Mr Williams said a number of factors such as high asset valuations, the low likelihood of large future performance fees, and a rush away from active asset management towards passive funds meant Macquarie’s bull run was probably over.  “While Macquarie Infrastructure and Real Assets is a world-class business, the revenue outlook is unlikely to drive the next wave of earnings growth for Macquarie Group,” Mr Williams said.  “Macquarie may need to continue to realise assets to support near-term earnings, until the next wave of growth emerges,” he said.  “After this current asset realisation period is over, we expect a decline in both earnings and share price for Macquarie.”  Although the infrastructure arm accounts for only about 10 per cent of Macquarie’s revenue base, Mr Williams said it had been “one of the most important cogs in the success of this profit cycle”. Growth in the company’s core businesses has stalled.

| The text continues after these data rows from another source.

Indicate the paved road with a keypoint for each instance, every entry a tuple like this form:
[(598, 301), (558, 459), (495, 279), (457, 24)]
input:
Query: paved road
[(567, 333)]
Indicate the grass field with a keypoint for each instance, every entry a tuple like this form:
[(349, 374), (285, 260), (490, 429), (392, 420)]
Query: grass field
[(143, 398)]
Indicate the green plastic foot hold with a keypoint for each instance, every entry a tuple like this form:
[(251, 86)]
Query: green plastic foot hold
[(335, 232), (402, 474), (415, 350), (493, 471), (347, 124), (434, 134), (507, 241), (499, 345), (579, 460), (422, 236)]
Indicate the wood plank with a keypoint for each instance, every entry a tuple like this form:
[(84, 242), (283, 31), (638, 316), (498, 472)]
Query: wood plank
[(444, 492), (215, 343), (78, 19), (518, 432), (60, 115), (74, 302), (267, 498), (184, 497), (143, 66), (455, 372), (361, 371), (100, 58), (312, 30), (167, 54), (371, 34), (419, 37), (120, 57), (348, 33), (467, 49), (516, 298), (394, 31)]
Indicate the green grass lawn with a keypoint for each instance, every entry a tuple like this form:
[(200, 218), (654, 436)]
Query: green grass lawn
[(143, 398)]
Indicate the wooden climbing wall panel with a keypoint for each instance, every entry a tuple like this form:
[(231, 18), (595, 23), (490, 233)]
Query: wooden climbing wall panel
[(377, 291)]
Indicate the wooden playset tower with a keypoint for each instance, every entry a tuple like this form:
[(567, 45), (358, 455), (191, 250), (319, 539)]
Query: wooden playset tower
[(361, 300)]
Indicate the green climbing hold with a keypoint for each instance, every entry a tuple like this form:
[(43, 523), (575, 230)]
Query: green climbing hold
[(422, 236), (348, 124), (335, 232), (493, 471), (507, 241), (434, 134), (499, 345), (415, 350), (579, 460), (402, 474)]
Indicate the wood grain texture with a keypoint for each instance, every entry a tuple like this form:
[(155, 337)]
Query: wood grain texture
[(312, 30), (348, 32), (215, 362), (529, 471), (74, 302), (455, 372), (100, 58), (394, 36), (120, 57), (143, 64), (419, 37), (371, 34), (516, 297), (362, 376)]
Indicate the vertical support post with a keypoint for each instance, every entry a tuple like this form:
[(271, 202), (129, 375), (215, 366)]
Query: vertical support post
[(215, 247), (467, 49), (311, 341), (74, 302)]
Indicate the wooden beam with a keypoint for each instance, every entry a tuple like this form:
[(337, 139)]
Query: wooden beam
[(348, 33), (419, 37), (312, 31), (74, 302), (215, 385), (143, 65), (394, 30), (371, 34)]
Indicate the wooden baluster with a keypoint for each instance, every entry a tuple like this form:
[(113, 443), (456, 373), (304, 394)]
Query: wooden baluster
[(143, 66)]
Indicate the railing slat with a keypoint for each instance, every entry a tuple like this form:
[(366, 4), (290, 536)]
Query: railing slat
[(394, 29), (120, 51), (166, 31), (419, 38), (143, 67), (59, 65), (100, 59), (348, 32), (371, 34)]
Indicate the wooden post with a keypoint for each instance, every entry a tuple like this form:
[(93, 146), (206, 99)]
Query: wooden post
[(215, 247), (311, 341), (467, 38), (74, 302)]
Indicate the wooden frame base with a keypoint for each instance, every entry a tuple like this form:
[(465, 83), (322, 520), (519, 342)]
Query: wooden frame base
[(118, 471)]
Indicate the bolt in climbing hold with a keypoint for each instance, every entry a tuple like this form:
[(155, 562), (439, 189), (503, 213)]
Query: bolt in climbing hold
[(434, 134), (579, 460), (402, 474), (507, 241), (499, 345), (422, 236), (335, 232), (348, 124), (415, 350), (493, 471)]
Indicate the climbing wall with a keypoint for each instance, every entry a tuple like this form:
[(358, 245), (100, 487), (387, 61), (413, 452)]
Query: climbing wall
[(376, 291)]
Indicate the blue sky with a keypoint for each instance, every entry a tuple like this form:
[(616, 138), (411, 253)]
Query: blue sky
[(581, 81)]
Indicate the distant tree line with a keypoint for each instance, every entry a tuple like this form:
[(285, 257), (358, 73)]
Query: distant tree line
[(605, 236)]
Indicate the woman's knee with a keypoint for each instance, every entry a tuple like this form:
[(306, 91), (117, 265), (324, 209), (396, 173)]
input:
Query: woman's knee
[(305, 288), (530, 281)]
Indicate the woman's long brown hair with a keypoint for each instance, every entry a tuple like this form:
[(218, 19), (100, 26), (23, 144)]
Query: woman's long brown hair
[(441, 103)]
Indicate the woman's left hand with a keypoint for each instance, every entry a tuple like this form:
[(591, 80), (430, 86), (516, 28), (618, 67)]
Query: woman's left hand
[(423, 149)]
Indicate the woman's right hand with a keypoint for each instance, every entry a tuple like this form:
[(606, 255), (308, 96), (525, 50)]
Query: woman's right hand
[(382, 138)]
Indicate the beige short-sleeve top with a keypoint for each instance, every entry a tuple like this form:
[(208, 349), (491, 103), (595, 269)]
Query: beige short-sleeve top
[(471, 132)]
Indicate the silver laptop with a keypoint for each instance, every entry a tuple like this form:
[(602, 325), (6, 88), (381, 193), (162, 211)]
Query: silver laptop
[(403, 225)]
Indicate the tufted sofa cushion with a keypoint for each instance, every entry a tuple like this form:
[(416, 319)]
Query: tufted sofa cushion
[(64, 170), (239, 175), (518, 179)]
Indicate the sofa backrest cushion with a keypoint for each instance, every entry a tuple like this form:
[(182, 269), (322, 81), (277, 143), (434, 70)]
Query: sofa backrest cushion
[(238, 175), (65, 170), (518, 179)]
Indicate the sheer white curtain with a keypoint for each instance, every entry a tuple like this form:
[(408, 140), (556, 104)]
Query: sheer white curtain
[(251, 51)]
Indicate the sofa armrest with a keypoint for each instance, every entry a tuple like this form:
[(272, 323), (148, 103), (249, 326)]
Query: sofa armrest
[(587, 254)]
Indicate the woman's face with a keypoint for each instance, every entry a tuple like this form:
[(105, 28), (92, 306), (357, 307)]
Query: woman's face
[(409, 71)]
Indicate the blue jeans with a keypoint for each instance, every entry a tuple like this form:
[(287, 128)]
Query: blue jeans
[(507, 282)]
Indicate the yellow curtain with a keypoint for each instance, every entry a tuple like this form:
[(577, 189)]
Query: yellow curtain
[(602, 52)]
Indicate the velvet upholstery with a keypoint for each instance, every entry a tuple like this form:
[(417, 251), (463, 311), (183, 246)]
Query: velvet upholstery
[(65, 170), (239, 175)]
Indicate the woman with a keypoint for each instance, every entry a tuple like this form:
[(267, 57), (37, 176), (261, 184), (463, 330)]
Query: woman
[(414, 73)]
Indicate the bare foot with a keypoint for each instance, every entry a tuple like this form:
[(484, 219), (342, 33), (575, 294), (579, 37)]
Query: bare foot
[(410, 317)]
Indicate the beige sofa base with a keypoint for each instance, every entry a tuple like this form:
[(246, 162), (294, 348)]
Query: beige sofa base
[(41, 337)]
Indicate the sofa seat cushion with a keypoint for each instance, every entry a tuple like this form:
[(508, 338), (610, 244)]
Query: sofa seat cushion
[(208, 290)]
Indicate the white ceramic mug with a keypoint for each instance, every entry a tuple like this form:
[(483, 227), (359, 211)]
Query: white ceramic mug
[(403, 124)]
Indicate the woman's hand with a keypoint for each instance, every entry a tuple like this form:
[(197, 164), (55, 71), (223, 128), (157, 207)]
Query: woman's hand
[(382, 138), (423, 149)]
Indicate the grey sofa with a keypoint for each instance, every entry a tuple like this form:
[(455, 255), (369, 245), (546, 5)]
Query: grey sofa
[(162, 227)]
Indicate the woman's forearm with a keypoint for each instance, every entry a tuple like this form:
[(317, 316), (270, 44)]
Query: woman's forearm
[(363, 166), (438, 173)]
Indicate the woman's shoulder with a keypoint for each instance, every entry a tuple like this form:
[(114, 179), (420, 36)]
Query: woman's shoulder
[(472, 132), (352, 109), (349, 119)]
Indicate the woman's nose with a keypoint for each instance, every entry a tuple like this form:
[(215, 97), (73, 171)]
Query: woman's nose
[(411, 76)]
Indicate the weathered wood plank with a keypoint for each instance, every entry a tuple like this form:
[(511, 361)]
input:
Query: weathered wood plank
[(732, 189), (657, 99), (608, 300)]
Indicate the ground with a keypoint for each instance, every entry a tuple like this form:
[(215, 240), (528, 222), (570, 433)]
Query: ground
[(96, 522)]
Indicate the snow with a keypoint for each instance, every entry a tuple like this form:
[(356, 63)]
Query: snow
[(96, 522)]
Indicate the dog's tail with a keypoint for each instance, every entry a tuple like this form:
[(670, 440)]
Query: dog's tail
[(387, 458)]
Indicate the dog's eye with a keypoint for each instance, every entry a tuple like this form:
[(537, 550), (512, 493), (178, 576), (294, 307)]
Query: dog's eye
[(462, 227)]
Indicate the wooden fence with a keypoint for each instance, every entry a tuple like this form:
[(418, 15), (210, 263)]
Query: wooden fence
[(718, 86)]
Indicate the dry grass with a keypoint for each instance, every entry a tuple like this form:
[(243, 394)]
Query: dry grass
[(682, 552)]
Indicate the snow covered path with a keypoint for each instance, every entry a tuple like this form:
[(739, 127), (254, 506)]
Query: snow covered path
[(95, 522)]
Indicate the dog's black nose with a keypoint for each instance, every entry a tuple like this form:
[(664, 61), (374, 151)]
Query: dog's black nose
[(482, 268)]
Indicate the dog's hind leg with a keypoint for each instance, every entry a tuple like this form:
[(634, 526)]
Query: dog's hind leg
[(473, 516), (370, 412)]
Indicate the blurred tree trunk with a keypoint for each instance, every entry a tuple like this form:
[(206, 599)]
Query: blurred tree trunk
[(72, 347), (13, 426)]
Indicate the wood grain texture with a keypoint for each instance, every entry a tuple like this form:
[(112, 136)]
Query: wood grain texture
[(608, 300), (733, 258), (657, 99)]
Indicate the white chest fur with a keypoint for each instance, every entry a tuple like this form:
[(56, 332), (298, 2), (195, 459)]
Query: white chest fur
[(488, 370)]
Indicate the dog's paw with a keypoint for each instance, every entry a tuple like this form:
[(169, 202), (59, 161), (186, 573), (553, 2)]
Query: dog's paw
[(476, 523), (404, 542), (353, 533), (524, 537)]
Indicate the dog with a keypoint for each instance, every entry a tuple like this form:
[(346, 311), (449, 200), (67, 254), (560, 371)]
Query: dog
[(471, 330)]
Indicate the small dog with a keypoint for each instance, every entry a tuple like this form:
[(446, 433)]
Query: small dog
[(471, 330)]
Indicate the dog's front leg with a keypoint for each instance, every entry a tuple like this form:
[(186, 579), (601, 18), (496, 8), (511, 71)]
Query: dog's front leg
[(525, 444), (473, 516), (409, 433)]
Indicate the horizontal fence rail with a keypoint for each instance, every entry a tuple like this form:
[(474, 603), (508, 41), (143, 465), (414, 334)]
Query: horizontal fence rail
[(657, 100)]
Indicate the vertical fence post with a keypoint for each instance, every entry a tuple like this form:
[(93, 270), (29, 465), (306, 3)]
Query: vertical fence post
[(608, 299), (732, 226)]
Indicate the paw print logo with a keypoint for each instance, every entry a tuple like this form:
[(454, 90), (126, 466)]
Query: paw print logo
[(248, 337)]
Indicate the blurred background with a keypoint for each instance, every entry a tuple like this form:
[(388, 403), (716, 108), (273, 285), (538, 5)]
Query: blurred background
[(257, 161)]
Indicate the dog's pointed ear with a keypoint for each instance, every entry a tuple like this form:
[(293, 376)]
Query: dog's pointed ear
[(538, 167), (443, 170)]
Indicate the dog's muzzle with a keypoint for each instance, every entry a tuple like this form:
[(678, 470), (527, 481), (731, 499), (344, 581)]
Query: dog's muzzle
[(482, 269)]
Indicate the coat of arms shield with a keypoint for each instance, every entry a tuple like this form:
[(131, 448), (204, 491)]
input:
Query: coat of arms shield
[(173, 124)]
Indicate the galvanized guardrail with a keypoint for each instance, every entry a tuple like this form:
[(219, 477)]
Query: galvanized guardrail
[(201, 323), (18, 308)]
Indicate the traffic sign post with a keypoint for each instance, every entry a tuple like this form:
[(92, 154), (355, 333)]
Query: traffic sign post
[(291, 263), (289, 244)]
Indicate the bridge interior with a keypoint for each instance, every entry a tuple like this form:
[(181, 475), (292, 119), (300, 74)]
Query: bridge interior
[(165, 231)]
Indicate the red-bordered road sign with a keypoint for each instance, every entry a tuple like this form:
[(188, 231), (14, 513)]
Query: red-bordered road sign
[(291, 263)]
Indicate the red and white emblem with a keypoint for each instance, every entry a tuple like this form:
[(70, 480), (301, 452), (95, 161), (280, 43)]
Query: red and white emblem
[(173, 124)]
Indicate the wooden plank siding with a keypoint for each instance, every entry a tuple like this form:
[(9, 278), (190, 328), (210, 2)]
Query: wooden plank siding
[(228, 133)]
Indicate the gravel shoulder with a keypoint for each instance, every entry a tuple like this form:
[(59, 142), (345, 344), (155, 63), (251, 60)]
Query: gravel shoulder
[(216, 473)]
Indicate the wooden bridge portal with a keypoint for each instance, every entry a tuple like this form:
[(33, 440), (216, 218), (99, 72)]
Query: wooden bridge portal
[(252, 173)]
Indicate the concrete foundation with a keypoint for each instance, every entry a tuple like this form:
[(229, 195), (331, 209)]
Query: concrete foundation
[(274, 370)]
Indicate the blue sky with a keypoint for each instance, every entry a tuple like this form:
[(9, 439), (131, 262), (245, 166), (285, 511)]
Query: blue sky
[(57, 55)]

In the largest division, asset management, assets under management and fees appear stuck at the same levels for the last three years. In the corporate and asset finance division, which houses the company’s bond holdings, lending assets and revenues are falling. Macquarie’s commodities and markets business booked falling revenues for both commodities and equities operations.  Macquarie Group’s pre-tax profit levels have gone well above the last cyclic peak, reached just before the global financial crisis, when profits sank.  A Macquarie spokeswoman said the company did not “provide forecasts” for the business, but said the infrastructure arm had “been able to generate approximately 50 basis points of equity under management in performance fees per annum” through the economic cycle.  “Macquarie believes that it is well positioned to continue to grow in the real asset market given its experience, long track record of delivering strong returns to investors and its global network.”


But Mr Williams said the environment that had allowed the group’s infrastructure business to flourish looked likely to be drawing to a close.  Record low interest rates ­pushed investors to pour billions into infrastructure funds for higher yields. Now, signs of reflation have equity markets rallying, which is likely to leave infrastructure as an underperformer. But instead of investing with active managers, such as Macquarie, investors are moving towards passive management, attracted by lower fees and outperformance.  Mr Williams said the infrastructure arm was now “potentially facing the same challenges that the industry faced in 2008” before the global financial crisis. He said infrastructure managers had loaded up on debt to support high valuations in investments in periods of low interest rates.  “These valuations have now reached levels that are becoming a concern,” Mr Williams said.


As managers become wary of high valuations, they leave cash on the sidelines. Macquarie’s “dry powder” of uninvested capital has tripled over the past four years. Most infrastructure funds are also not designed to collect base fees until the capital is fully deployed.  Macquarie has been looking to emerging markets for assets with lower valuations than in developed markets. The group’s portfolio of companies in Asia has doubled in the past three years to about 70 major investments.  Mr Williams said the ability of Macquarie’s infrastructure arm to support the broader group would depend on its ability to attract money to new funds, earn performance fees and grow base fees. This would be hard to do in the changing environment, he said.